Волосы капитана трепал ветер, бурлящая вокруг пена захлестывала сапоги. Плотик закрутило течением, бросило вверх, потом вниз, в ложбину меж двух синих водяных горбов, потом снова вверх.
Ноги разъезжались на скользких досках, и Садко с трудом сохранял равновесие. Полуд настаивал, чтобы он прихватил с собой весло, но капитан объяснил, что проку от этого не будет, и оказался прав. Плотиком сейчас управлял не он. Казалось, утлые доски вместе с каким-то чудом удерживающимся на них человеком подхватила чья-то огромная невидимая ладонь – и несет над клокочущими волнами, точно щепку, в которую вцепился муравей. А вторая исполинская пятерня храбрую букашку от соленых брызг прикрывает… До капитана вдруг дошло, что он почему-то не вымок, если не считать сапог, а ведь на нем уже ни единой сухой нитки не должно было остаться. Волшба, так и есть.

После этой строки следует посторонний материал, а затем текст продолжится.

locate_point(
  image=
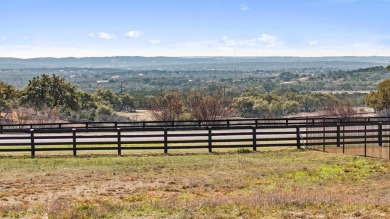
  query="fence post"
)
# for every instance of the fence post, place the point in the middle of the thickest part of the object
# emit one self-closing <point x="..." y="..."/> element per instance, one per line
<point x="74" y="142"/>
<point x="165" y="140"/>
<point x="32" y="143"/>
<point x="343" y="138"/>
<point x="380" y="134"/>
<point x="119" y="142"/>
<point x="254" y="138"/>
<point x="338" y="135"/>
<point x="298" y="138"/>
<point x="365" y="137"/>
<point x="323" y="137"/>
<point x="210" y="142"/>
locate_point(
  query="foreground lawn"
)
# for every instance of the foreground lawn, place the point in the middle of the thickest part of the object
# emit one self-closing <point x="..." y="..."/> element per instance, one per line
<point x="274" y="184"/>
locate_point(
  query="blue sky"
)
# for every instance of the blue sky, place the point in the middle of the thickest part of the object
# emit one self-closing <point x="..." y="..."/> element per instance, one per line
<point x="79" y="28"/>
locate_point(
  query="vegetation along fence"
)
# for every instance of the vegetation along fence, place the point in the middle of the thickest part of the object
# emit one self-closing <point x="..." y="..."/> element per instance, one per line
<point x="197" y="123"/>
<point x="357" y="138"/>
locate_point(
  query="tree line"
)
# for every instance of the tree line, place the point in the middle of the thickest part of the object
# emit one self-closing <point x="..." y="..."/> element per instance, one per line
<point x="51" y="97"/>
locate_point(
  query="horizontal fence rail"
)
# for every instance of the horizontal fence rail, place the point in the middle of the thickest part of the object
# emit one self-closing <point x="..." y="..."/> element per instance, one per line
<point x="164" y="139"/>
<point x="357" y="138"/>
<point x="303" y="121"/>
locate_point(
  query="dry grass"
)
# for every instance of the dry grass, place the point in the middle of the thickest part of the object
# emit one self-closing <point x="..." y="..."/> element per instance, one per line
<point x="273" y="184"/>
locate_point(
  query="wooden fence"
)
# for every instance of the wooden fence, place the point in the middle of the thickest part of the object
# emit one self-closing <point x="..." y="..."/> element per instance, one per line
<point x="302" y="121"/>
<point x="366" y="139"/>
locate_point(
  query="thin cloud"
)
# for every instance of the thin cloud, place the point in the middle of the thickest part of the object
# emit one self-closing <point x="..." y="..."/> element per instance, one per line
<point x="244" y="7"/>
<point x="105" y="35"/>
<point x="133" y="34"/>
<point x="155" y="42"/>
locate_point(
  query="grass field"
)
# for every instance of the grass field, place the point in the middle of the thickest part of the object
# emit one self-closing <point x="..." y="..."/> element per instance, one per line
<point x="282" y="183"/>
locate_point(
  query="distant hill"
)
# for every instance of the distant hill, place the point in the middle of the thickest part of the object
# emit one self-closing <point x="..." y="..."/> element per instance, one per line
<point x="197" y="63"/>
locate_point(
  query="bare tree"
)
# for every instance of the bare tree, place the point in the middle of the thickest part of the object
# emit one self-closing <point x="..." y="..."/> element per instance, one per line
<point x="166" y="107"/>
<point x="339" y="109"/>
<point x="208" y="107"/>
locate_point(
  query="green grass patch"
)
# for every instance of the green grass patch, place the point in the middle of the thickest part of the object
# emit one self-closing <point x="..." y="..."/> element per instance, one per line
<point x="281" y="183"/>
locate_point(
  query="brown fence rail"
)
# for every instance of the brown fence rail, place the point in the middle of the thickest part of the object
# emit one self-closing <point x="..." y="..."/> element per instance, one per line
<point x="164" y="139"/>
<point x="358" y="138"/>
<point x="302" y="121"/>
<point x="364" y="139"/>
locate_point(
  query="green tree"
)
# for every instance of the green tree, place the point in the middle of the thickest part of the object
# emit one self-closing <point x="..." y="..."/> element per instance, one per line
<point x="8" y="95"/>
<point x="50" y="91"/>
<point x="128" y="102"/>
<point x="110" y="97"/>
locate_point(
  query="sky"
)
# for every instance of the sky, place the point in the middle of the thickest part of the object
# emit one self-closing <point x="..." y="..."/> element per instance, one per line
<point x="95" y="28"/>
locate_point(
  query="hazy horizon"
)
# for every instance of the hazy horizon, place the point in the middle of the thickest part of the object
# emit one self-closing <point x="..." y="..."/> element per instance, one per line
<point x="173" y="28"/>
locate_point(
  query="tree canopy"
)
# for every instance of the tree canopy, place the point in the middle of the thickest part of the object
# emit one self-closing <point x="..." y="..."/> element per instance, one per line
<point x="50" y="91"/>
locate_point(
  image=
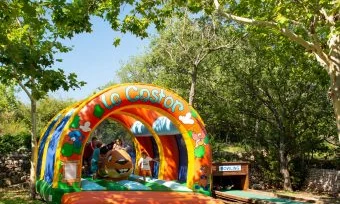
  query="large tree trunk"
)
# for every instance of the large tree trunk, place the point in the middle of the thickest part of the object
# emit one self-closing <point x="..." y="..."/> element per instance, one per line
<point x="34" y="147"/>
<point x="287" y="184"/>
<point x="334" y="74"/>
<point x="193" y="85"/>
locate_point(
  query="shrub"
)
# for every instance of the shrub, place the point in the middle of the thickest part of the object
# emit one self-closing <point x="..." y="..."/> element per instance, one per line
<point x="10" y="143"/>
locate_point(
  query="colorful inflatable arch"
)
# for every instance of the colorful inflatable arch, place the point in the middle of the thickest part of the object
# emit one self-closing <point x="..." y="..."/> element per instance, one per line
<point x="144" y="110"/>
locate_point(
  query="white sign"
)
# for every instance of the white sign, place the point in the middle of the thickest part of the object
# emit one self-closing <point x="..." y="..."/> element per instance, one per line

– Аля, держишься? – заорал он, сам себя не слыша из-за рева водоворота.
–
Да куда уж лучше, пронеслось в голове у Садко – и тут же капитан поймал себя на том, что ему не только до обмирания жутко, но и отчаянно весело. От скачки на спинах белогривых водяных чудищ захватывало дух, хотелось сразу и петь, и кричать во всё горло что-то дерзкое.
Позади вздыбился очередной водяной вал, и доски под ногами со всего маху ухнули вниз. Догоняющая Садко и Алю волна подтолкнула плотик, швырнула вперед и потащила, вертя и подбрасывая, к самой пасти водоворота.

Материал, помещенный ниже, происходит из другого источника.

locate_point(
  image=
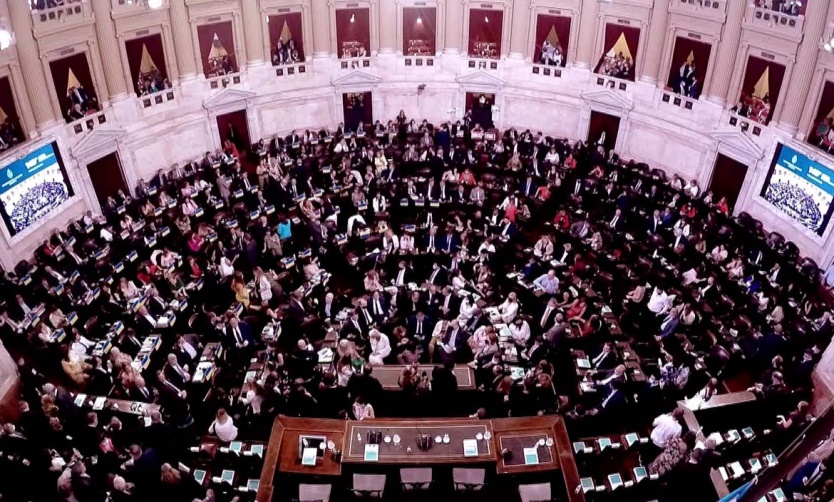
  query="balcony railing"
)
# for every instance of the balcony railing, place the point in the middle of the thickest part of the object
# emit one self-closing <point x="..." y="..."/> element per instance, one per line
<point x="354" y="63"/>
<point x="68" y="11"/>
<point x="223" y="81"/>
<point x="745" y="125"/>
<point x="88" y="123"/>
<point x="678" y="100"/>
<point x="426" y="60"/>
<point x="483" y="64"/>
<point x="547" y="70"/>
<point x="286" y="70"/>
<point x="775" y="21"/>
<point x="716" y="5"/>
<point x="613" y="83"/>
<point x="137" y="6"/>
<point x="156" y="98"/>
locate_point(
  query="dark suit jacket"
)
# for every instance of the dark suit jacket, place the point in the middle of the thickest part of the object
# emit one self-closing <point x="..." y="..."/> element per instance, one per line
<point x="245" y="333"/>
<point x="411" y="326"/>
<point x="440" y="279"/>
<point x="614" y="405"/>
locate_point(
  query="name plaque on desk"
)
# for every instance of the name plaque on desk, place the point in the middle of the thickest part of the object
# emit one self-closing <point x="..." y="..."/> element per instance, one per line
<point x="371" y="453"/>
<point x="470" y="447"/>
<point x="308" y="457"/>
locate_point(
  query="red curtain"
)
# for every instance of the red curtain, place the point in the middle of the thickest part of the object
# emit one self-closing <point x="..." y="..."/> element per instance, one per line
<point x="613" y="32"/>
<point x="825" y="108"/>
<point x="357" y="106"/>
<point x="755" y="69"/>
<point x="602" y="122"/>
<point x="419" y="30"/>
<point x="156" y="50"/>
<point x="481" y="113"/>
<point x="60" y="69"/>
<point x="234" y="127"/>
<point x="9" y="108"/>
<point x="294" y="26"/>
<point x="106" y="175"/>
<point x="225" y="33"/>
<point x="700" y="58"/>
<point x="485" y="27"/>
<point x="353" y="29"/>
<point x="560" y="25"/>
<point x="727" y="179"/>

В бешено крутящуюся водяную воронку их втянуло, точно креветку – в жадно распахнутую глотку кашалота. Садко был уверен, что сейчас волны захлестнут его с головой и вокруг них с Алей сомкнется переливчатая, как стекло, оболочка волшебного пузыря. Так было и в первый раз, когда он попал на морское дно, и во второй – когда Садко вышел в зимнее море, всей душой надеясь, что обжигающе ледяная вода убьет его быстро… Однако в этот раз морские хозяева приготовили что-то новенькое.
Вихревая мешанина из воды и пены поглотила плотик, и в тот же миг снизу разверзлась бездна. Новеградец упал на колено и изо всех сил вцепился в мокрые доски, а Аля, взмыв с плеча капитана, закружилась у него над головой.
Их словно всосало в какую-то светящуюся изнутри трубу – и теперь тащило неведомо куда, швыряя меж изгибающихся, зыбящихся и мерцающих голубыми искрами водяных стен. Стены эти то сужались, то раздвигались, плотик то как будто несся по грохочущей речной стремнине, прыгая через пороги, то словно рушился с обрыва в пропасть, то опять взлетал ввысь, и в голове оглушенного Садко колотилась лишь одна мысль. О том, что теперь он точно знает, каково приходится рубахе, которую трудолюбивая прачка сперва на совесть отбила вальком, а теперь не в меру усердно выкручивает.
А потом стало тихо до звона в ушах – и труба водоворота выплюнула их, взъерошенных, но невредимых и сухих, на белый коралловый песок.
Лучи солнца пронизывали воду, и пятна света шевелились на песчаном дне, словно ожившая мозаика. Между разноцветных кораллов шныряли рыбки всевозможных оттенков и размеров: кусали каменные веточки, гонялись друг за другом, а то и просто висели на месте.
Больше всего это напоминало сказочный каменный лес. Кораллы тут были и круглые, как валуны, и плоские, как колючие столы. Неровные, покрытые сеточкой извилин, похожие на шляпки грибов, разлапистые, словно огромные лосиные рога, и ветвистые, как деревца. Причудливые и пестрые каменные цветы с хитро закрученными лепестками; игольчатые ярко-красные кусты; бледно-розовые и лиловые веера-опахала; буро-желтые каменные всплески… Один из валунов вдруг ожил и оказался осьминогом – сменив цвет, он ринулся прочь, вздымая за собой облачко мелкого песка.